When considering the division of assets on divorce, or on the dissolution of a civil partnership, it’s important not to overlook the pensions. It’s not uncommon for there to be a significant disparity in the value of each party’s pensions and this disparity needs somehow to be addressed.

Pension Sharing is one of 3 ways the division of pensions can be addressed. The other 2 options are Pension Offsetting—where one party keeps more of another asset, such as the family home, in exchange for a reduced or no share of the other’s pension—and Pension Attachment (or earmarking) which directs a share of one party’s pension income to be paid to the other when it becomes payable.
The usually preferred and therefore most common way of dealing with pensions is by way of a Pension Sharing Order (PSO). Under a PSO a percentage of one party’s pension is transferred to the other. This is a clean break option providing each party with their own separate pension provision. The percentage amount to be shared is either whatever is agreed in negotiations or if no agreement is reached then decided by the court. The PSO is then incorporated within the overall financial settlement.

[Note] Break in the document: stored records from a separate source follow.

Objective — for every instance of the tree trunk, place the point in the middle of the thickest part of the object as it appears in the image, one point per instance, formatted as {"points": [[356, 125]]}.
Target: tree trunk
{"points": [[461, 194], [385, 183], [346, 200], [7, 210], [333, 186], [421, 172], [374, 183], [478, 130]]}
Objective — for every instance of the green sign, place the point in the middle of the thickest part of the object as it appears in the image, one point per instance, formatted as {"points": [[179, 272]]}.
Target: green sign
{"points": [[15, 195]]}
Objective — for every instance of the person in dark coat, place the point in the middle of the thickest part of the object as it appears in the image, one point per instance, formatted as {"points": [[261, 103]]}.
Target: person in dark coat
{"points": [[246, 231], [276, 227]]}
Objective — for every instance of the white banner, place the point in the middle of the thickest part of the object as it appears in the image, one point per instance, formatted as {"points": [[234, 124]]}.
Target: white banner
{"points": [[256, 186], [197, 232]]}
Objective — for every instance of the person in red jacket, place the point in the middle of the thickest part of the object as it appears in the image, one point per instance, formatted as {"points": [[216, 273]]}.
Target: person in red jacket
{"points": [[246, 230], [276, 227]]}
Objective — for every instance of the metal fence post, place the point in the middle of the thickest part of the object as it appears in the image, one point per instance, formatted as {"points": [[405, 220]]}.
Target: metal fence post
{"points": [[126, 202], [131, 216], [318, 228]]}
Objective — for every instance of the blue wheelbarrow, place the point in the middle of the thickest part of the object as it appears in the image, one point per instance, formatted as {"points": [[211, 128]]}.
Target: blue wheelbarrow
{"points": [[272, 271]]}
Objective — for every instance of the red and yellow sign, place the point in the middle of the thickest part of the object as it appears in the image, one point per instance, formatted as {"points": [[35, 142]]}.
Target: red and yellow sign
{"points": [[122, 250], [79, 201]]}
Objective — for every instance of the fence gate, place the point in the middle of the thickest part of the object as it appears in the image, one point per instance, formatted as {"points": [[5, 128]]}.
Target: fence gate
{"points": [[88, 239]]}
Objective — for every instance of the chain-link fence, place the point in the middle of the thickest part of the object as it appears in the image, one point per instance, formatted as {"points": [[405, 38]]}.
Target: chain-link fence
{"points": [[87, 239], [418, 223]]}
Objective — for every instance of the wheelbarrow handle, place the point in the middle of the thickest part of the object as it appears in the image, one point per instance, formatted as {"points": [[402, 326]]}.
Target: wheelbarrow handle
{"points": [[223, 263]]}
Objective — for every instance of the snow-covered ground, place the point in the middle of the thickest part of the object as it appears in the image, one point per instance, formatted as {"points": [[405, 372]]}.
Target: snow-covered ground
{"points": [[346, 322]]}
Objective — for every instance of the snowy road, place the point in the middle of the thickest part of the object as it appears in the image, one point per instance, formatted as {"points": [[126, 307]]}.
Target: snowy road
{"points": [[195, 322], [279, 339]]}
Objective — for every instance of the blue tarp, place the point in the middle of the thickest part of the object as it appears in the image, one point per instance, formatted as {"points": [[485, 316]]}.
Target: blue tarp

The party with the benefit of the PSO (the receiving party) may be able to join the other party’s pension scheme or the transferred funds may have to be placed into a pension scheme of their own. Once transferred they can manage and contribute to that pension asset independently. Some types of pension assets are more complex to divide than others and expert actuarial advice may be needed to assess their true value.
The first step in considering the division of pensions is to obtain a Cash Equivalent Value (CEV) for each of the pensions in existence as it is this value which is being shared.
It’s important to take expert legal advice when considering pension sharing as getting it wrong can have long-term implications for retirement security.